The Economic Survey, tabled in the Indian parliament on Friday, received a cautious optimistic response.

Over eight percent growth, and the hope of getting into double digit growth, was attributed more to statistical wonder than to performance indicators.

Sitaram Yechury of the Indian Communist Party dismissed it as “lies, damned lies and statistics. The economic survey is a statistical gimmick”.

He claimed that contrary to claims in the report, there has been a decrease in export and agricultural growth.

Some are not as dismissive.
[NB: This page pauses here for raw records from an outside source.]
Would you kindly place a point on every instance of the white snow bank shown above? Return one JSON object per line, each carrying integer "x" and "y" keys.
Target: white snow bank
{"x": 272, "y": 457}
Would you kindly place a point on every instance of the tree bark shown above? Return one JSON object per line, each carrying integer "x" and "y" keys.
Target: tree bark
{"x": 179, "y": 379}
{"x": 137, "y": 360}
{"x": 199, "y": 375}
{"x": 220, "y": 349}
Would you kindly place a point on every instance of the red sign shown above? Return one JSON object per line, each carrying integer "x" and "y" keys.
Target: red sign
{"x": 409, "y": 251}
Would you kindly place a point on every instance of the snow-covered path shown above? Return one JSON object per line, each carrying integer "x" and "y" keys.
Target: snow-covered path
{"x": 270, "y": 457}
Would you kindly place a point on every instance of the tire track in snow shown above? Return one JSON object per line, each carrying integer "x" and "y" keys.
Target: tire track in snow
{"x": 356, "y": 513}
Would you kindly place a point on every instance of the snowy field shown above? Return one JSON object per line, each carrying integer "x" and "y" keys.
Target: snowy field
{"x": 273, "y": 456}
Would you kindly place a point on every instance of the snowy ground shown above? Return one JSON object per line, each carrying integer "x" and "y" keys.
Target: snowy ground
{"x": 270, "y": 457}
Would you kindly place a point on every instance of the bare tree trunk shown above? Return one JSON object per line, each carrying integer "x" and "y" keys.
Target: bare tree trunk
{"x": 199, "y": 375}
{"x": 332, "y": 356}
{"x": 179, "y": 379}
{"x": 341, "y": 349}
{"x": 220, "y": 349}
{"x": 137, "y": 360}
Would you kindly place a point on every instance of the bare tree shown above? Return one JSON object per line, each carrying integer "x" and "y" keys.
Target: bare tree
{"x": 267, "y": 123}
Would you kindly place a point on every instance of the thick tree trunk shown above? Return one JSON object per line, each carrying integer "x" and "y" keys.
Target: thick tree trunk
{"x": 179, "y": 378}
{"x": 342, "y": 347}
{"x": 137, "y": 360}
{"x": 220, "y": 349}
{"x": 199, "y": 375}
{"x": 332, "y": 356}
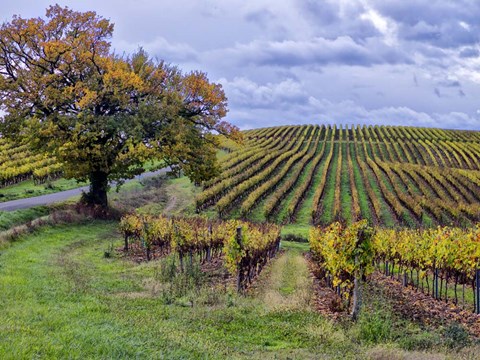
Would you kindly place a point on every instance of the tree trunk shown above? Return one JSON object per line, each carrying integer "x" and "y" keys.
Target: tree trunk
{"x": 98, "y": 189}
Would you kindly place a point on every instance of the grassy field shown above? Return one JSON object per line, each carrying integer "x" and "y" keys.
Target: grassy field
{"x": 61, "y": 298}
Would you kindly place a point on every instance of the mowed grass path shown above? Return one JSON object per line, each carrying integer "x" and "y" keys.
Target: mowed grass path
{"x": 60, "y": 298}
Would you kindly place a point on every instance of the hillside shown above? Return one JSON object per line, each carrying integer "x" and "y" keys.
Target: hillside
{"x": 393, "y": 176}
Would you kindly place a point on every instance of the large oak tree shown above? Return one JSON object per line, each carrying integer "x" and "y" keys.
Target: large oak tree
{"x": 64, "y": 92}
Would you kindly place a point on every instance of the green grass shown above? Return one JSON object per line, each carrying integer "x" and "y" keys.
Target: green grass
{"x": 9, "y": 219}
{"x": 61, "y": 298}
{"x": 28, "y": 189}
{"x": 345, "y": 191}
{"x": 304, "y": 215}
{"x": 362, "y": 192}
{"x": 327, "y": 203}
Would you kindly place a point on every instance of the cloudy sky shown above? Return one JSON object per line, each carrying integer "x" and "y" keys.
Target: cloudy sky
{"x": 409, "y": 62}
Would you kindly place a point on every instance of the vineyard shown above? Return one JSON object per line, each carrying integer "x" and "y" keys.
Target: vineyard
{"x": 391, "y": 176}
{"x": 18, "y": 164}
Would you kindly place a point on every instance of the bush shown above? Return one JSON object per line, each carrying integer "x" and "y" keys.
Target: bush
{"x": 455, "y": 336}
{"x": 421, "y": 341}
{"x": 374, "y": 327}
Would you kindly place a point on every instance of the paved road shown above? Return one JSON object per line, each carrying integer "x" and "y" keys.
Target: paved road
{"x": 60, "y": 196}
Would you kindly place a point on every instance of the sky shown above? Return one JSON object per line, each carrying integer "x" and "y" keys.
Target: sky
{"x": 391, "y": 62}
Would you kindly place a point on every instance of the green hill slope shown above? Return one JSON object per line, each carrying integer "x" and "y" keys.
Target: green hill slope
{"x": 310, "y": 174}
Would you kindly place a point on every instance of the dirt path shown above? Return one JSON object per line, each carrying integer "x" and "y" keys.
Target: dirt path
{"x": 287, "y": 283}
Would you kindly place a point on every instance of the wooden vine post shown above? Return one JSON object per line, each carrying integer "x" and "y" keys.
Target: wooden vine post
{"x": 477, "y": 291}
{"x": 363, "y": 257}
{"x": 238, "y": 239}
Industry body FICCI President Jyotsna Suri said: “The Economic Survey has highlighted that India is at the cusp of higher growth trajectory.

“While the process of recovery has started, we need to continue with reforms process to ensure that we are firmly rooted on a sustainable growth path.”

Constituencies

On Saturday, when Finance Minister Arun Jaitley will stand to present the second budget of this government, he will have the mammoth task of satisfying three constituencies.
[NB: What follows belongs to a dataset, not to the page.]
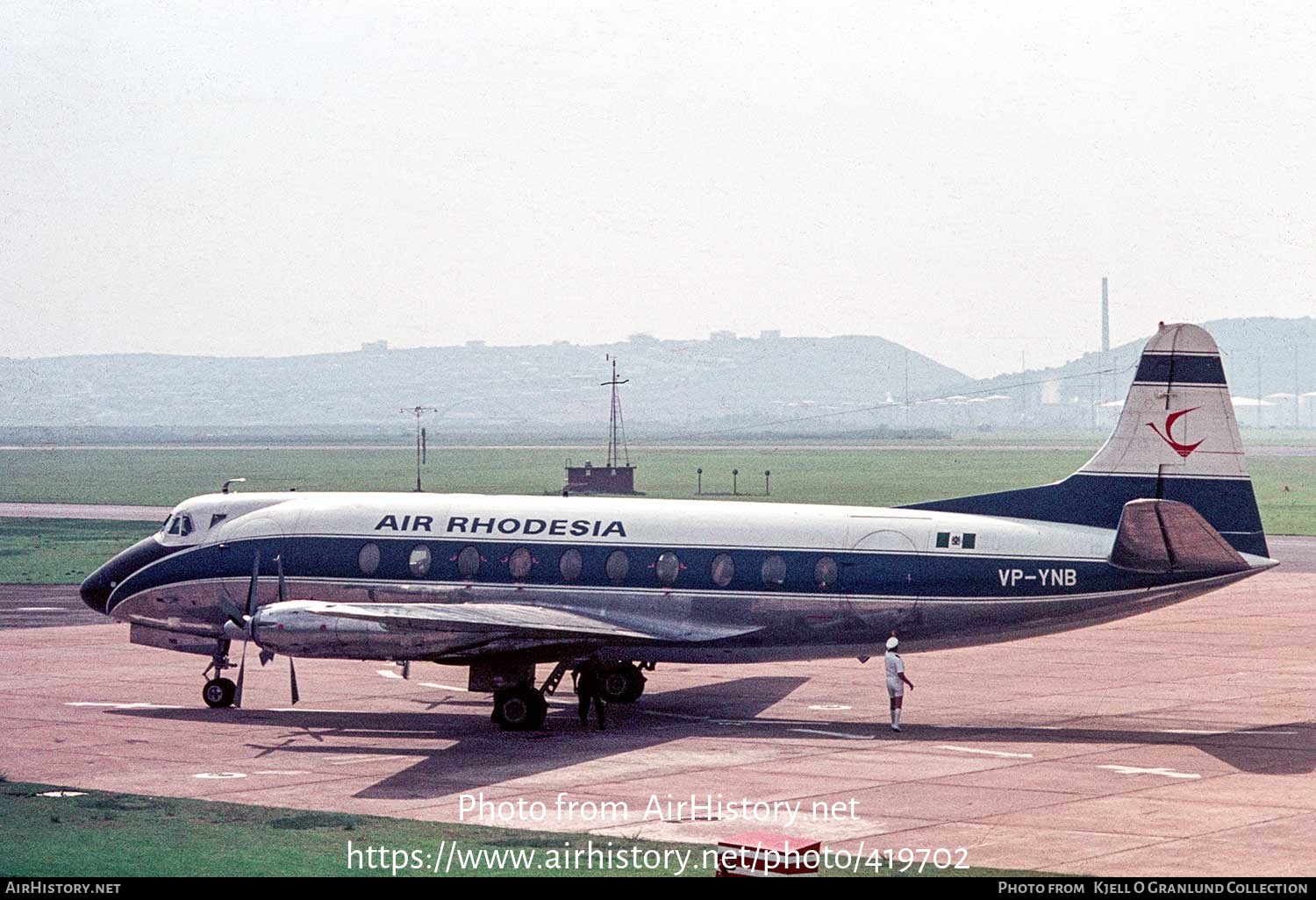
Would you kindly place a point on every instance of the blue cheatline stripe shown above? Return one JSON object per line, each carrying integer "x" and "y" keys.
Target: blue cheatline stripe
{"x": 898, "y": 575}
{"x": 1176, "y": 368}
{"x": 1082, "y": 499}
1) The Engine: The corporate world, which has backed the Modi government and before that the right-wing Bharatiya Janata Party (BJP), is hoping that the new government will lose no further time to bring in much expected reforms of economic processes, like labour law reforms, to facilitate the ease of setting up, operationalising and doing business in India, clarity on tax regimes, and a boost for SMEs.

Recently, Indian industry gave the first sign of losing patience with the current government when Deepak Pareikh, Chairman of Housing Development Finance Corporation (HDFC) said: “After nine months, there is a little bit of impatience creeping in as to why no changes are happening and why this is taking so long having effect on the ground.
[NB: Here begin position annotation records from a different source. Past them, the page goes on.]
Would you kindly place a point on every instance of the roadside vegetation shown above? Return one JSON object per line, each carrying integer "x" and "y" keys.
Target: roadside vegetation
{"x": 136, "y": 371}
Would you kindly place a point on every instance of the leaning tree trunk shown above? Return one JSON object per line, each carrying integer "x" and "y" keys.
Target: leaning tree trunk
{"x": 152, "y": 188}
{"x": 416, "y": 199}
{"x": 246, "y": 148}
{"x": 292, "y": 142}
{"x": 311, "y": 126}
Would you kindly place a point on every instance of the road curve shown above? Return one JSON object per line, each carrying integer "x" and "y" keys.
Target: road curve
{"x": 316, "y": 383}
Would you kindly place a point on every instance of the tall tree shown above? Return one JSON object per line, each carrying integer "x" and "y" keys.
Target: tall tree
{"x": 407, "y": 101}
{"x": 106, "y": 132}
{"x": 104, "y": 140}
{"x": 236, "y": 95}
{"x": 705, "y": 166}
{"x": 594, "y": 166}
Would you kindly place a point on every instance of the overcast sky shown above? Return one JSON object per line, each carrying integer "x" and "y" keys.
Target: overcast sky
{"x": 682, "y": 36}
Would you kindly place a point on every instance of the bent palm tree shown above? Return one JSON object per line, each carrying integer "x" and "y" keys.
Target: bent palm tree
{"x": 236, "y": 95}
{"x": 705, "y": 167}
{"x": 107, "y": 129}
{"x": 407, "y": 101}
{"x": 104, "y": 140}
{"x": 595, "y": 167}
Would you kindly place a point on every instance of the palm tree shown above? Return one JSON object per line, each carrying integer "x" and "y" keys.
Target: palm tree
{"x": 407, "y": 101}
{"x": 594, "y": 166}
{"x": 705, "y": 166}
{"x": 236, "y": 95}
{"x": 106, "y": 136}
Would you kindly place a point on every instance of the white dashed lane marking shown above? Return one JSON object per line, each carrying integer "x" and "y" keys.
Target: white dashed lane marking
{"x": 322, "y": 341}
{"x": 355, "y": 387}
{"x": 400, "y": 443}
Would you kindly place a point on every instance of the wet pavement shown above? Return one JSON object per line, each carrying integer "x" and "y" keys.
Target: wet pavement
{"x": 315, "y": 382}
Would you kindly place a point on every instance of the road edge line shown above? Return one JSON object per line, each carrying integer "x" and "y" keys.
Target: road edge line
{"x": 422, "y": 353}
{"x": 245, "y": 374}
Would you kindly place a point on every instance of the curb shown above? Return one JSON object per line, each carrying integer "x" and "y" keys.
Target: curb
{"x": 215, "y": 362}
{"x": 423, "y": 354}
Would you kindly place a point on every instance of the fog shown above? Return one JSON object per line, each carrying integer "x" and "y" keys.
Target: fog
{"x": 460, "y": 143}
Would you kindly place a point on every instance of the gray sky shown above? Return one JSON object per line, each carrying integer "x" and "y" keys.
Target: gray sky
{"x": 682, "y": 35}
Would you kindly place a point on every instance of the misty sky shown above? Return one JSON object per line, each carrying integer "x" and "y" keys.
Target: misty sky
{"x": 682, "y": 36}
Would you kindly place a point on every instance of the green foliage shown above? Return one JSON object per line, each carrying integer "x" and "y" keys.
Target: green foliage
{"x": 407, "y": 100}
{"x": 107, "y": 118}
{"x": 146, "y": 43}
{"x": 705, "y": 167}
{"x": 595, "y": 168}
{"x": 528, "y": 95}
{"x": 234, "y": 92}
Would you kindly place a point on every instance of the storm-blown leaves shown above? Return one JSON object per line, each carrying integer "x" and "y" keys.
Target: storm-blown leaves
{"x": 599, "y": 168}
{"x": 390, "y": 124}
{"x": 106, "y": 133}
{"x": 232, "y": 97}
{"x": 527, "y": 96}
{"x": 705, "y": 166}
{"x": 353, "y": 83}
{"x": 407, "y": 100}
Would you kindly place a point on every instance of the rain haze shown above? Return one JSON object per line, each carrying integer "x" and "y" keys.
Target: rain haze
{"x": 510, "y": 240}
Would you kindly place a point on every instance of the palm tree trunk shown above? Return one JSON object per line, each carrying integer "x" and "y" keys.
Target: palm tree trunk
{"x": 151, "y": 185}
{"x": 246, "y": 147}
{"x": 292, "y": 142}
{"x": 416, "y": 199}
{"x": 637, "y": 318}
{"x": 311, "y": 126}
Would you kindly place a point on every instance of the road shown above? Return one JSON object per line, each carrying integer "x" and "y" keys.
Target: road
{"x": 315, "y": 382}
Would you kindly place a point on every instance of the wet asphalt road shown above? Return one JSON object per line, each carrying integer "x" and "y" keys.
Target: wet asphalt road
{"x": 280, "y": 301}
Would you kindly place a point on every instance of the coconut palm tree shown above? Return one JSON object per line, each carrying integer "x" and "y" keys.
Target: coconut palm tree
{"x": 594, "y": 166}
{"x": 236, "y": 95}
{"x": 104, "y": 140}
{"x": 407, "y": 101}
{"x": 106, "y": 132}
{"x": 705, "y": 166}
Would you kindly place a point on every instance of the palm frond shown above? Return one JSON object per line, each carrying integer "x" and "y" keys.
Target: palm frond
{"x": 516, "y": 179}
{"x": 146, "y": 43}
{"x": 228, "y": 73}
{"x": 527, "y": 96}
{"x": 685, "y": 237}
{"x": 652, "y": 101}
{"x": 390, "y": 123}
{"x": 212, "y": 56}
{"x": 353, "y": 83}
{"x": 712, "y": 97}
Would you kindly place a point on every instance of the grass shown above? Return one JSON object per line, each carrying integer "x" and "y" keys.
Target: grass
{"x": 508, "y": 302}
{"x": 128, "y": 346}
“The thing is that our prime minister had a lucky period in these nine months. The world commodity prices are at an all-time low, which help India the most,” Parekh said.

If this budget fails to live up to their expectation, chances are that it will signal the end of the “honeymoon period”.

2) The Opinion Maker: The strong middle class, which is the opinion maker for any political process, is expecting this budget to address issues like tax reform and help industry create more jobs. This class has been a strong support base of the rBJP in the 2014 elections which gave them a clear mandate, the first in the last 30 years.

3) The Barometer: India’s poor, over 70 percent of the population, constitute the group which finally decides the future of the government. This section would expect the new government to continue the pro-poor policies started by the previous government, but at the same time develop the infrastructure for growth. This class is the barometer of success or failure of the policies and programmes. They have been showing their anxiety with the way the new government has conducted itself. The local assembly elections in Delhi, which gave Modi’s BJP a thumbs down, was a clear signal of growing disenchantment. They prefer the pro-poor Common Man Party (AAP) to the business-friendly BJP.

While the engine continuing to fire is a must, the opinion makers must also be happy by the way the plan is presented before the barometer decides the outcome. This makes the task in Jaitley’s hands pretty daunting.

Expectations

The Economic Survey has laid down the course of expectation and some believe that it has failed to reassure the advent of “Big Bang reforms”.

There are political reasons for it too. The government has a full majority in the lower house of the parliament but it lacks the numbers to push the bills in the upper house.

The amendments it seeks to introduce to the 2013 Land Acquisition Bill will fall prey to that, unless the Modi government shows the resolve to press for a joint session clearance. Clean India and Skilled India are going to see the push they need. But the budget overall is a huge balancing act.

Modi gave a clear indication while delivering his vote of thanks during the presidential address on Friday in parliament, that his government will not abandon welfare schemes like MNREGA (rural employment guarantee scheme), and a food subsidy programme brought in by the previous Congress government.

If subsidies like these continue, the funding of expenditure heads will be difficult.

The government needs to regain its position of premier investor if it wants to kick start the utilisation of the demographic advantage so often referred to as India’s ‘big plus’.

Arun Jaitley and team Arvind Subramaniam, the chief economic adviser, are expected to deliver a please-all budget.

But good economics at times looks like bad politics – which route the new government will prefer remains to be seen.